On November 13, the company will host the Toyota Onramp conference, where it hopes to attract the best and brightest to work with the company on the future of urban mobility. But at the heart of all this forward thinking is the existing i-Road. The conference will be held at AT&T Park in San Francisco, and while participants will be able to test drive both the i-Road and the Mirai, and listen to a “a lineup of speakers that are experts on smart mobility finance, engineering and urban planning,” the centerpiece of the event is “The Smart Mobility Challenge,” an open call for visionaries to “craft a plan on how the Toyota i-Road could enhance life in the Bay Area and address local sustainability and urban planning needs.”

Source: Toyota

Source: Toyota

While the i-Road is nearly ancient by concept car standards, there’s a lot going on in the trike that could make its way to future city cars. Building on an idea first explored by Mercedes-Benz in its 1997 F-300 Life Jet, the i-Road has a suspension that allows it to lean into corners like a bicycle, allowing for sharper turns without the risk of tipping over, something that three-wheelers have long had a tendency to do. Toyota calls its system “Active Lean,” and uses a system of gyroscopes to keep the car’s turns smooth and graceful, patterning its turning angles after downhill skiers.

Unlike the Life Jet, which sat two and had a gas-powered engine, the was i-Road was designed as a single-seater (though the Grenoble trikes were modified to hold two), and is powered by two electric motors. Top speed is roughly 28 miles per hour, and it has an electric range of about 31 miles on a charge – perfect for short jaunts around a city.
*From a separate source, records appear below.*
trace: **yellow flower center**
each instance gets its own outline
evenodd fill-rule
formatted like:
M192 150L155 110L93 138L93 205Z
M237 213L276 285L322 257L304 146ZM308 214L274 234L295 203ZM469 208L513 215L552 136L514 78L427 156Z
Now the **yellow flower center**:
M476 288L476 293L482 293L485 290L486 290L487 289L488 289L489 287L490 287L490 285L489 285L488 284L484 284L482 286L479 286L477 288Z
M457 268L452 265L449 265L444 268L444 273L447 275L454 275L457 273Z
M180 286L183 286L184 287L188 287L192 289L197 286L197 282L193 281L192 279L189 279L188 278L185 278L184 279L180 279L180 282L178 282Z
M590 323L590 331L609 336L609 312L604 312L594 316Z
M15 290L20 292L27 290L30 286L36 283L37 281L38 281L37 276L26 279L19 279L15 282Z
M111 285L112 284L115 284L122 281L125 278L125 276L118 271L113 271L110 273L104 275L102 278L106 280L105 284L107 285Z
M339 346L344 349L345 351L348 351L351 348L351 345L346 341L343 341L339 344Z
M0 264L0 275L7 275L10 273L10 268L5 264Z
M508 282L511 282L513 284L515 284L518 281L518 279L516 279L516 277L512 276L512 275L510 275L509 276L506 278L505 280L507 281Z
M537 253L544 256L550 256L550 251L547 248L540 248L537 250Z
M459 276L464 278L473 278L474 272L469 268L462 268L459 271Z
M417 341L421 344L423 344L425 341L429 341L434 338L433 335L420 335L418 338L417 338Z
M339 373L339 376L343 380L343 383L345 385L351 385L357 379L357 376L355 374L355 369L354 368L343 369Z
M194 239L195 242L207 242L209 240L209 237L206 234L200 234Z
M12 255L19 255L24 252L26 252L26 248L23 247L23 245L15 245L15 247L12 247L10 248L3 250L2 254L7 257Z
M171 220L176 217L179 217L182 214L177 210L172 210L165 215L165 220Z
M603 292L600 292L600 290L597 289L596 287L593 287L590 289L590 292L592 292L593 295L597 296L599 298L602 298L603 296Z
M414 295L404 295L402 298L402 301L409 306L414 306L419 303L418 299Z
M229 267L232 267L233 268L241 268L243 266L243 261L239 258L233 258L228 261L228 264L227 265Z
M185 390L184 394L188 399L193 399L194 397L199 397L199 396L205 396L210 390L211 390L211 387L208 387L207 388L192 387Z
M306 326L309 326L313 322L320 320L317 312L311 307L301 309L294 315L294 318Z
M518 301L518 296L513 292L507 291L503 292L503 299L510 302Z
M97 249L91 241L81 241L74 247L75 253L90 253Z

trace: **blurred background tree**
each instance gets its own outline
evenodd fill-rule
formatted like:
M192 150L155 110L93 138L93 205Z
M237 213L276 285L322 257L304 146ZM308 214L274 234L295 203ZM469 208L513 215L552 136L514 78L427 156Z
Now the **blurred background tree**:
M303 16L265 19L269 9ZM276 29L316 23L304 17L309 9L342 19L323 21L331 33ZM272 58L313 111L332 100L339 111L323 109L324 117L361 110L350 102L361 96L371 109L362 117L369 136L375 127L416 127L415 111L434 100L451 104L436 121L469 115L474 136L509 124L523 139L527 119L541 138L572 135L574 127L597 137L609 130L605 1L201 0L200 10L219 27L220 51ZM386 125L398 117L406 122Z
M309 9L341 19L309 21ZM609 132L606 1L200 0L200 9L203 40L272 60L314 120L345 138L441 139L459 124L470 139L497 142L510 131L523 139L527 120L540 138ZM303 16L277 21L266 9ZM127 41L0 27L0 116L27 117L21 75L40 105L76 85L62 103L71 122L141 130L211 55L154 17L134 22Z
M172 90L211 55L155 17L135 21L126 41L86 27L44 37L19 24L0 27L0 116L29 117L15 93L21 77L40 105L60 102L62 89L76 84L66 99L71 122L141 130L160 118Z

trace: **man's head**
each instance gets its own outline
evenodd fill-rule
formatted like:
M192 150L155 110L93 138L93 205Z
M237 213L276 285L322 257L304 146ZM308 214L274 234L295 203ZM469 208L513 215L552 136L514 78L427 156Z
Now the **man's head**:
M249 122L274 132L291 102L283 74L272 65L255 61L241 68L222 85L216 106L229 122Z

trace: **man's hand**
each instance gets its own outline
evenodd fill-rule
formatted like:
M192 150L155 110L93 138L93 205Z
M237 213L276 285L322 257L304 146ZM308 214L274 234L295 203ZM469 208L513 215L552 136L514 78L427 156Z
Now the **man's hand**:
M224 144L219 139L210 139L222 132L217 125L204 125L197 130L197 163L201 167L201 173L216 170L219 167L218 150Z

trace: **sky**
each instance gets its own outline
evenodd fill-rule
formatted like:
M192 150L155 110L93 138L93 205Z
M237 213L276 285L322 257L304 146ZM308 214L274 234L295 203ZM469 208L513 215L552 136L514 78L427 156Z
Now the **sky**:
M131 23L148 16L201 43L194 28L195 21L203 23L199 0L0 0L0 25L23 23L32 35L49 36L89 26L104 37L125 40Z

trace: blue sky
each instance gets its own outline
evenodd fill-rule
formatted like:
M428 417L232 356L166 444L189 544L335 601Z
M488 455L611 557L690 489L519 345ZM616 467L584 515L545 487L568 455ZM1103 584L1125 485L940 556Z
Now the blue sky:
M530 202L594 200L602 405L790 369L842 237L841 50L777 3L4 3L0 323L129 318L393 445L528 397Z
You’re not likely to win any drag races with the i-Road, but if the price was right, it could potentially become a competitor to the mopeds that crowd city streets around the world. But the key word here is potential, and that’s something Toyota still isn’t sure the i-Road has yet. Even if its latest attempt at a city car doesn’t catch on now, don’t be surprised if a future city car from Toyota borrows heavily from the i-Road. And if a radical, technologically-advanced electric three-wheeler could catch on anywhere, it would be San Francisco and Silicon Valley.